The system developed by NEXT Testing in 2006, and first used by hockey players two years later, consists of speed tests administered by HockeyTech, which provides the results to the hockey team. The solution employs IR sensors that send 34 beams across sections of an ice rink, Mosher says, and detect each time a player passes through a given beam, and thus how quickly he is moving in any specific direction. NEXT Testing's founders also wanted the testing system to provide anonymity, so that each player's performance could be measured without those viewing the test results knowing that individual's name. This ensured that no human-based biases could occur if coaches and others making team selections knew the names of the competing teens. To accomplish this goal, they sought an automated method of collecting an ID for each player without including his name on the results.

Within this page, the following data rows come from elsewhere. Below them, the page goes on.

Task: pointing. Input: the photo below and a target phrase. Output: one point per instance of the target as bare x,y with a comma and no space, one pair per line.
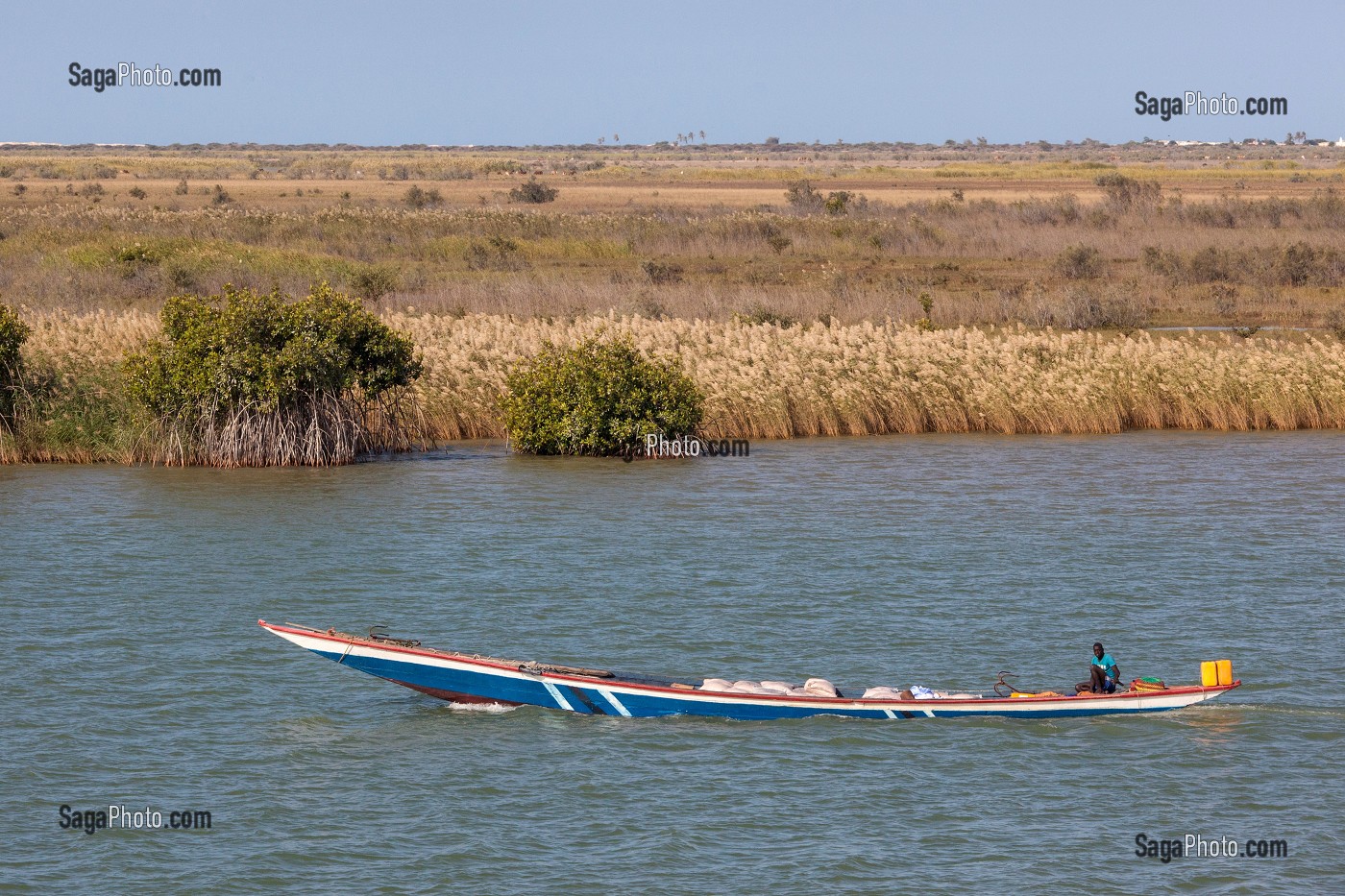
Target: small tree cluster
255,378
533,191
600,397
803,197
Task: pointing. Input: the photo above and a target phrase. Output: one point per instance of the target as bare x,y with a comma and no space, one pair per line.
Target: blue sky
548,73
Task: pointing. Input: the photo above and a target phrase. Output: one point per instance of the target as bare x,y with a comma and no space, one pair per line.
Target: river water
136,673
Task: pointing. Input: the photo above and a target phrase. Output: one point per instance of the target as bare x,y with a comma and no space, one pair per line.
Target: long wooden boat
470,678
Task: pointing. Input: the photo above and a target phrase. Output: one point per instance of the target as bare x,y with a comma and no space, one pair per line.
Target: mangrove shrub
13,332
600,397
251,378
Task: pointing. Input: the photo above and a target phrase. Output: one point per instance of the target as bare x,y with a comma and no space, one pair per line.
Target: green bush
255,378
13,332
600,397
533,191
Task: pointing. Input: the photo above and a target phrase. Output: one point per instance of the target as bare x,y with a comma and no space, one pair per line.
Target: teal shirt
1109,665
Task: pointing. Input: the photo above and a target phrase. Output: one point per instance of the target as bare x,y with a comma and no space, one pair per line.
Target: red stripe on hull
453,697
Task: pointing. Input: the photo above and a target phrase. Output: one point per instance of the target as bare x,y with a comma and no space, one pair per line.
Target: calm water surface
136,673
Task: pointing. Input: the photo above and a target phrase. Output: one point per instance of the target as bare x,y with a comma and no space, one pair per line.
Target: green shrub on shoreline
599,397
13,332
255,378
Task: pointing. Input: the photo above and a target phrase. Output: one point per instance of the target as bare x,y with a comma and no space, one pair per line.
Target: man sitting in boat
1105,674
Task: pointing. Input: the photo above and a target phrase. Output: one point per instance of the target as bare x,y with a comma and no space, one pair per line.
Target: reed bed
766,381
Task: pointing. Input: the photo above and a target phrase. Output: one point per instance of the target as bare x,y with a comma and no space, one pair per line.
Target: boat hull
479,680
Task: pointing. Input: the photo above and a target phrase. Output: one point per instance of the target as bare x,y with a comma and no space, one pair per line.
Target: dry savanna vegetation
806,289
763,379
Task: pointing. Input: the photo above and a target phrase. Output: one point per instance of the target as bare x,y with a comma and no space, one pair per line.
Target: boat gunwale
517,666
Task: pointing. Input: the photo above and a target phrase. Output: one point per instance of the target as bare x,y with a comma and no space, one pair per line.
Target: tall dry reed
763,381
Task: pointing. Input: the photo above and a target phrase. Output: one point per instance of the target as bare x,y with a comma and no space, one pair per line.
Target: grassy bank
698,231
764,381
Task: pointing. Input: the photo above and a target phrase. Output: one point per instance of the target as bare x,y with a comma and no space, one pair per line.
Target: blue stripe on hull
588,701
488,687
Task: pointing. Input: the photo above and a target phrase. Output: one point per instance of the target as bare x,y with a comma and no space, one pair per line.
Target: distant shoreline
769,381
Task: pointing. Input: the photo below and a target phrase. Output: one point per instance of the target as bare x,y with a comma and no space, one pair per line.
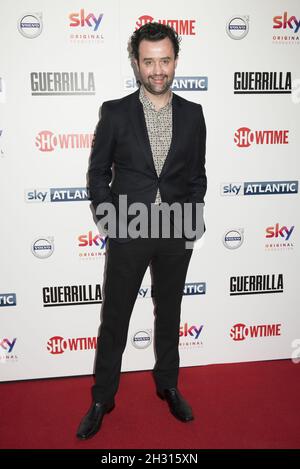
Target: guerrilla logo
238,27
62,83
245,137
30,25
70,295
241,332
256,284
182,27
262,83
279,237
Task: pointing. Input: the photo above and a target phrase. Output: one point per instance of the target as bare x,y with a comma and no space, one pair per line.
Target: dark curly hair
153,32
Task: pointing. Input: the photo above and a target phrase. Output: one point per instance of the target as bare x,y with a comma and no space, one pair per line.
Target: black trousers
125,269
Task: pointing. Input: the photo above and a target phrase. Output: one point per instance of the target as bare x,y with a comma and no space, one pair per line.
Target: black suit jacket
121,155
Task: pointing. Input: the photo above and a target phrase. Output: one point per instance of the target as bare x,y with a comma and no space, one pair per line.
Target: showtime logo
241,332
244,137
58,345
182,27
47,141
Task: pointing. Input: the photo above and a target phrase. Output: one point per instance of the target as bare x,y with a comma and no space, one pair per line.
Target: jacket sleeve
197,182
197,175
101,160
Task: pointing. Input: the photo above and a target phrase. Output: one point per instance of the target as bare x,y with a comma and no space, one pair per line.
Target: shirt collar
147,103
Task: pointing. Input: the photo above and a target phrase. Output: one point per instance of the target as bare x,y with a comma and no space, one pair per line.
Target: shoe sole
90,435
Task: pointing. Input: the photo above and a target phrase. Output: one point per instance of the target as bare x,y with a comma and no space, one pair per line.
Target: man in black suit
150,146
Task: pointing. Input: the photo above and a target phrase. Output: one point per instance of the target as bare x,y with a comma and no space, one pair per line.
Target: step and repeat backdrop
60,60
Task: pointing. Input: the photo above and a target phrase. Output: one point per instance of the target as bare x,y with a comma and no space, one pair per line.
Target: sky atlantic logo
262,83
192,288
46,141
259,188
63,194
182,27
8,299
70,295
196,83
240,332
245,137
238,27
256,284
62,84
58,345
30,25
279,238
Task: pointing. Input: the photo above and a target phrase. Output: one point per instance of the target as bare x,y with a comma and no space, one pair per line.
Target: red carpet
244,405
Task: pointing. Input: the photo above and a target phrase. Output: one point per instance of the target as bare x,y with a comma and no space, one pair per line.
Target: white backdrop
60,60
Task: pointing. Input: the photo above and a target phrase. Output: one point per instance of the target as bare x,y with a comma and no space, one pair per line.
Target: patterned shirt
159,127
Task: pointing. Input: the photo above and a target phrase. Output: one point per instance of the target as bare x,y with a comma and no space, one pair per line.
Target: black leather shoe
91,422
178,406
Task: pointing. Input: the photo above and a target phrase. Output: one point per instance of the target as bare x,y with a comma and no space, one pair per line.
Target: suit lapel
140,128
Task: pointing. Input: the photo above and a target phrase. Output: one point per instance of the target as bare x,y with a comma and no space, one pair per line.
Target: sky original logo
57,345
245,137
182,27
240,332
233,239
70,295
262,83
279,237
47,141
62,84
286,29
8,299
85,27
189,336
43,247
259,188
30,25
256,284
91,245
238,27
67,194
142,339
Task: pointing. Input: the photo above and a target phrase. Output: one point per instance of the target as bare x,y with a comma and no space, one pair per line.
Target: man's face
156,65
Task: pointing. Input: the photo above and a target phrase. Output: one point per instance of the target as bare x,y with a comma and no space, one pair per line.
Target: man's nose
157,68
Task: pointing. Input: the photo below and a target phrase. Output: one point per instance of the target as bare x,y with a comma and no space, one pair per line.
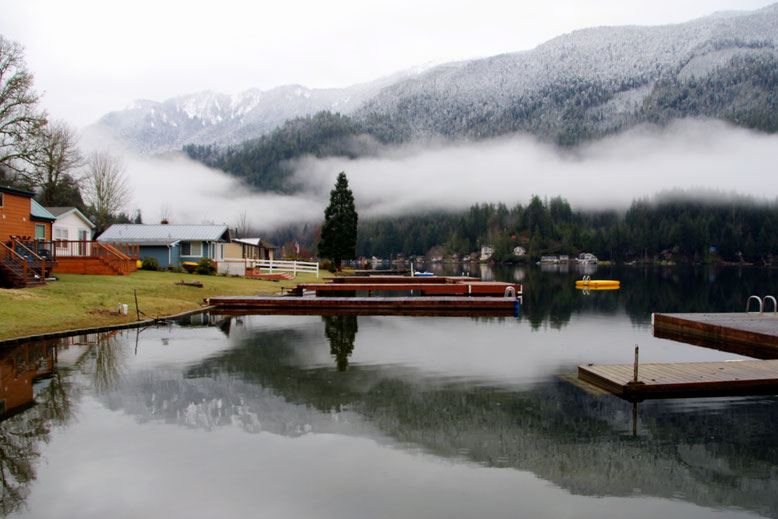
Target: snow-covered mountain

When a player prepares to take a test—such as the one offered at the North Bay Battalion Development Weekend at Memorial Gardens, in North Bay—he provides his name and other identifying information, such as the club for which he plays. The teen receives a wristband containing an embedded low-frequency (LF) 134 kHz RFID tag from Texas Instruments. The reusable wristband's ID number is linked to that player's name in the NEXT Testing software, and his name is not viewed again until the highest performing players are selected for the team.

In general, the NEXT Testing service begins by having players watch a video describing the 14 tests they will undergo on the ice. Then, one at a time, each player proceeds to a Texas Instruments reader, mounted at a gate to the rink, and taps his wristband near it. The reader captures the bracelet's ID and forwards that information to the computer running the NEXT Testing software. The player then awaits a green light above the gate, opens the gate and skates onto the rink. NEXT Testing personnel instruct him through the 14 tests, and the IR sensors capture the speed and accuracy at which he skates, by determining how fast and how accurately he reached the proper spot on the rink. Those results are paired with the RFID tag in his wristband.

Once Team NOHA's coaches finished reviewing all of the test results during the North Bay Battalion Development Weekend, they selected the highest performers. The software linked the RFID numbers to the names of those players, who could then be informed of their status.

Mosher says that prior to being acquired by HockeyTech, NEXT Testing considered using bar-code scans as the identifying function of the solution, rather than radio frequency identification. However, he adds, RFID was deemed more reliable and easier to read, and the wristbands could be reused. Sometime after being acquired by HockeyTech in 2013, NEXT Testing ceased offering its testing service for approximately one year. However, once NOHA gives its approval, Mosher expects the testing service will be used by hundreds of minor midget players. The NOHA-affiliated teams are organized annually, and testing takes place once each year. For performance evaluation, a player could use the technology to measure his reaction times during practice sessions, and he and his coaches could review the results and compare them against previous findings, or determine areas in which he is strongest or weakest.

The testing information will not only be used by NOHA. NHL teams, for instance, can request the testing results from HockeyTech, and review a particular team member's results throughout the course of his three years with Team NOHA.